Many workers say they would like to put more money in their 401(k) plans, but they simply don’t have enough left over after paying everyday expenses to contribute to their savings.
That’s the new reality.
The majority of Americans with 401(k) and other defined contribution plans are accumulating debt faster than they’re saving for retirement, according to a new report from the financial services website HelloWallet.
The amount of money retirement plan participants spent to pay down debts rose nearly 70 percent in the last 20 years, the study found. Many workers say they are unable to contribute as much money as they would like to their 401(k) plan because they have more expenses and less income than they had in the past.
The problem is most pronounced for those closest to retirement.
Half of retirement plan savers who are 50 to 65 years old are building up debt faster than they’re building up their savings, according to the HelloWallet study. They’re spending an average of 22 percent of their income paying down debt.
“It’s remarkable,” says HelloWallet CEO Matt Fellowes. “You’d expect most people at that point to be deleveraging: paying off their mortgage, paying back their student loans or have already paid off their student loans and not having difficulty paying off credit card debt. But in fact those are the households that are most likely to be building up debt faster than retirement savings.”
The result is that these older workers only have about two years of retirement income saved. Yet Americans are living longer and will typically need about 17 years worth of retirement income after age 65.
So what are some debt-busting strategies to ensure you can retire and won’t outlive your money?
Increase retirement savings contributions.

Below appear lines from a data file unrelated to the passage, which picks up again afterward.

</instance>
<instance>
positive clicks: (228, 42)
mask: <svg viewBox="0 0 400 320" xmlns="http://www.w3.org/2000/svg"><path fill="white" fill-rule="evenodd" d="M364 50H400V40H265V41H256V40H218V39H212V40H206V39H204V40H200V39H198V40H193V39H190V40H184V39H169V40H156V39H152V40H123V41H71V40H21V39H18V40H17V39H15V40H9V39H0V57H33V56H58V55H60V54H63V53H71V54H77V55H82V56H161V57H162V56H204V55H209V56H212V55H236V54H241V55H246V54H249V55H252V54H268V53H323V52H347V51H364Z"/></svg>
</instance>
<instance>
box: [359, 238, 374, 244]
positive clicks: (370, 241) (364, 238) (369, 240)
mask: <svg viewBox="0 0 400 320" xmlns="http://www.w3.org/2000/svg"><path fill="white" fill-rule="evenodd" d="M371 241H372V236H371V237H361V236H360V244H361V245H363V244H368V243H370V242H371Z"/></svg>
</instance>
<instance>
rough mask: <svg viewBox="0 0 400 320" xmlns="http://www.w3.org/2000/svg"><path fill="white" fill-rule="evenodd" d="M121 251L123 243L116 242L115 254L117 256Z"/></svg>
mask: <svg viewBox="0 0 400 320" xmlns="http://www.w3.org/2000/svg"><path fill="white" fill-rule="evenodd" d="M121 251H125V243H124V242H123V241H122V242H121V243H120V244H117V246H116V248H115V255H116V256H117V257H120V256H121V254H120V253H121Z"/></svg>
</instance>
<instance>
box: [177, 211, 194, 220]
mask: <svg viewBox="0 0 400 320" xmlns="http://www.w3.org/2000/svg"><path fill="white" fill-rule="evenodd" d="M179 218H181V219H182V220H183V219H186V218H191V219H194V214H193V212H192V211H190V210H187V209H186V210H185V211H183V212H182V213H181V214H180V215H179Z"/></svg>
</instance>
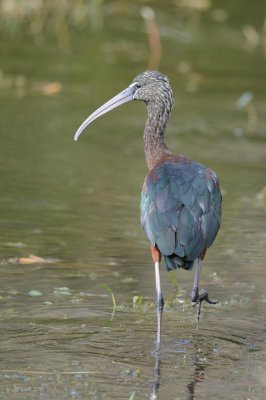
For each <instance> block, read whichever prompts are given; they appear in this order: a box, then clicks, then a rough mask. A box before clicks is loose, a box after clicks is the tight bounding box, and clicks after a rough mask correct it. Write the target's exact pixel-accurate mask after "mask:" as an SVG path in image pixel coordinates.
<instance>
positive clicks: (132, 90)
mask: <svg viewBox="0 0 266 400" xmlns="http://www.w3.org/2000/svg"><path fill="white" fill-rule="evenodd" d="M132 100H141V101H144V102H145V103H146V104H147V105H148V104H150V103H158V102H161V103H164V106H165V107H166V108H167V111H168V113H169V112H170V111H171V109H172V105H173V94H172V89H171V87H170V84H169V80H168V78H167V77H166V76H165V75H163V74H161V73H160V72H157V71H145V72H143V73H141V74H139V75H138V76H136V78H135V79H134V80H133V82H132V83H131V85H129V86H128V88H126V89H125V90H123V91H122V92H120V93H119V94H117V95H116V96H115V97H113V98H112V99H111V100H109V101H107V102H106V103H105V104H104V105H102V106H101V107H100V108H98V109H97V110H96V111H94V113H92V114H91V115H90V116H89V117H88V118H87V119H86V120H85V121H84V122H83V123H82V125H81V126H80V127H79V128H78V130H77V132H76V134H75V137H74V140H78V138H79V136H80V135H81V133H82V132H83V131H84V129H85V128H86V127H87V126H88V125H90V124H91V123H92V122H93V121H94V120H95V119H96V118H99V117H100V116H102V115H103V114H105V113H107V112H109V111H111V110H113V109H114V108H116V107H119V106H121V105H122V104H124V103H127V102H129V101H132Z"/></svg>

Increasing your retirement plan contributions is certainly an important step in building assets. Putting an additional one percent of pay into your 401(k) or employer-sponsored retirement account every year can make a big difference. At least contribute enough money to your company’s plan to receive the employer’s matching contribution. You can contribute up to $17,500 to a 401(k), 403(b) and most 457 plans this year and an additional $5,500 if you’re 50 or older. Stash the maximum amount into your IRA too – up to $5,500 in 2013 or $6,500 for those 50 and over. If you reach the contribution limits on these accounts and are still behind in your savings, financial advisors suggest putting money in taxable accounts earmarked for retirement as well.
Determine your net worth.
Even if you’re maxing out your retirement plan contributions, it may not be enough. Financial advisors say it’s crucial to pay attention to other side of the ledger too. “Take a look not only at your savings rate for retirement, but look at your net worth statement, your balance sheet,” says Sheryl Garrett, a certified financial planner in Eureka Springs, Arkansas and a member of the CNBC Digital Financial Advisor Council. An important question to always ask: “How much do you owe versus how much you own?” Make sure the answer is always heading you in the right direction, says Garrett, founder of Garrett Planning Network, a national network of over 300 of hourly-based, fee-only financial planners.

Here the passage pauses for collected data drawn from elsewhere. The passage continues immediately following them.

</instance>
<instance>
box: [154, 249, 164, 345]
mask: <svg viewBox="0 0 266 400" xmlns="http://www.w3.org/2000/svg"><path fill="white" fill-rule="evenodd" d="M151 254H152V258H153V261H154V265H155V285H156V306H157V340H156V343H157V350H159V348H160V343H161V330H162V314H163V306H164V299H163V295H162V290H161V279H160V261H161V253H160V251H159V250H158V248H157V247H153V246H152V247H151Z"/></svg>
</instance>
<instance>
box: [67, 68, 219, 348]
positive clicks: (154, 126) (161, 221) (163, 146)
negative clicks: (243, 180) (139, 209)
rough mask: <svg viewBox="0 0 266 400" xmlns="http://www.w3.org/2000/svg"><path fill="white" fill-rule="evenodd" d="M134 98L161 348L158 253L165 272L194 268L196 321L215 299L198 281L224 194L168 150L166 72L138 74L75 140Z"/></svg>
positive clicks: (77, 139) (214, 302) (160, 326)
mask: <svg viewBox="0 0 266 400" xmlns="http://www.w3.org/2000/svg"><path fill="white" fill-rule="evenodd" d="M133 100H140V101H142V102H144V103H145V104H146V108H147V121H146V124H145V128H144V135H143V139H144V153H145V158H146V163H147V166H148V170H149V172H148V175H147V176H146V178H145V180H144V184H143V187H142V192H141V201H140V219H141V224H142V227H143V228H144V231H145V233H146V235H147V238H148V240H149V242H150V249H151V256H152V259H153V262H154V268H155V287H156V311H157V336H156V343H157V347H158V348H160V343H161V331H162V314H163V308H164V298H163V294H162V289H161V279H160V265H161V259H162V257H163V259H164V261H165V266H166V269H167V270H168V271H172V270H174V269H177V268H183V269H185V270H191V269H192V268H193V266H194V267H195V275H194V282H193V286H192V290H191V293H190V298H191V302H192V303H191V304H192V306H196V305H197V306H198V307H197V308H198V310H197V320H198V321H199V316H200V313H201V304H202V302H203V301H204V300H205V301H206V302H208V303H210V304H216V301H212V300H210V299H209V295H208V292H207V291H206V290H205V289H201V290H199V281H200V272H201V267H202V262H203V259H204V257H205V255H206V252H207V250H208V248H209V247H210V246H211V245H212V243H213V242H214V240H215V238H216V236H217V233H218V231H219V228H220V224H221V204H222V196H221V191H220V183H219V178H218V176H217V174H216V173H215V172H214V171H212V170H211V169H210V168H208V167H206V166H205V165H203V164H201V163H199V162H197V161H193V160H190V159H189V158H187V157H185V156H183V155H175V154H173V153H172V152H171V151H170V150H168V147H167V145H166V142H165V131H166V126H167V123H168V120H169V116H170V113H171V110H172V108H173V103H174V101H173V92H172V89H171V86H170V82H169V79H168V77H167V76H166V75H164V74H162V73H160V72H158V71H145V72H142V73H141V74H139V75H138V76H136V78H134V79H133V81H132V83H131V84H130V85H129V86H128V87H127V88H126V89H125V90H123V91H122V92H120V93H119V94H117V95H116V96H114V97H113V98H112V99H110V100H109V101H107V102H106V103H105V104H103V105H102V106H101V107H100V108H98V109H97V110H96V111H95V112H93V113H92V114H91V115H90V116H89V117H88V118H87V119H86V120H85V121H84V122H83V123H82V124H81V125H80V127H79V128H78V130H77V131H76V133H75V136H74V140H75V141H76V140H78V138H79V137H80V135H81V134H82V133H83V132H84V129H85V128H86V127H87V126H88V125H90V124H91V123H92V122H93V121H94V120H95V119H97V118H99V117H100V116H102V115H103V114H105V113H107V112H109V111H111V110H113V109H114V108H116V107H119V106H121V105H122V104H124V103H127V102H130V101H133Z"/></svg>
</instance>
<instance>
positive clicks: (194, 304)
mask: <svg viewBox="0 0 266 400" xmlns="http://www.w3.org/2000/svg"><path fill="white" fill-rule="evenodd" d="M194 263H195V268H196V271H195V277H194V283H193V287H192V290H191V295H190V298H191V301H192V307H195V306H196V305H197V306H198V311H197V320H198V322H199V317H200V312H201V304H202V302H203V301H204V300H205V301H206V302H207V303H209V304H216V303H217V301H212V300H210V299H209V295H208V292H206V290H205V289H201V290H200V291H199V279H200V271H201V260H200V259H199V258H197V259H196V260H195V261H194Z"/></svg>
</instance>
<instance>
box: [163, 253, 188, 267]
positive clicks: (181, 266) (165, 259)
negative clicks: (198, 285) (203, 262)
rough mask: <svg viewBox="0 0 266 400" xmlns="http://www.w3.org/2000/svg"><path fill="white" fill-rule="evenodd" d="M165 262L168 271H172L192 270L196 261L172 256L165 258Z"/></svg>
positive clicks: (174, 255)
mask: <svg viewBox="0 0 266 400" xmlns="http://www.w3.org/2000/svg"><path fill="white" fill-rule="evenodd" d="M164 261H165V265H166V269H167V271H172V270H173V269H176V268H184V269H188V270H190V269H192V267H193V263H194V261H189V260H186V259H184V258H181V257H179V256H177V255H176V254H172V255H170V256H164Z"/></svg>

Make a budget and stick to it.
Fellowes says about 85 percent of Americans don’t adhere to a regular budget. Free online tools at Mint.com, BudgetTracker.com and Budgetpulse.com can help you with budgeting so you can start paring down debt. But you don’t necessarily need financial services software or online or mobile apps to manage your money. “It can be as simple as pencil to paper,” says Garrett. “The main thing is to focus on making contributions (to your savings) as well as how much money is going out.”
Reduce expenses to manage cash flow.
Finally, as you focus on managing your cash flow, consider taxes, savings, rent and mortgage and other committed expenses, including your debt obligations. Take a hard look at your lifestyle too, Garrett says. You may need to reduce many expenses now in order to ultimately reach your retirement goal.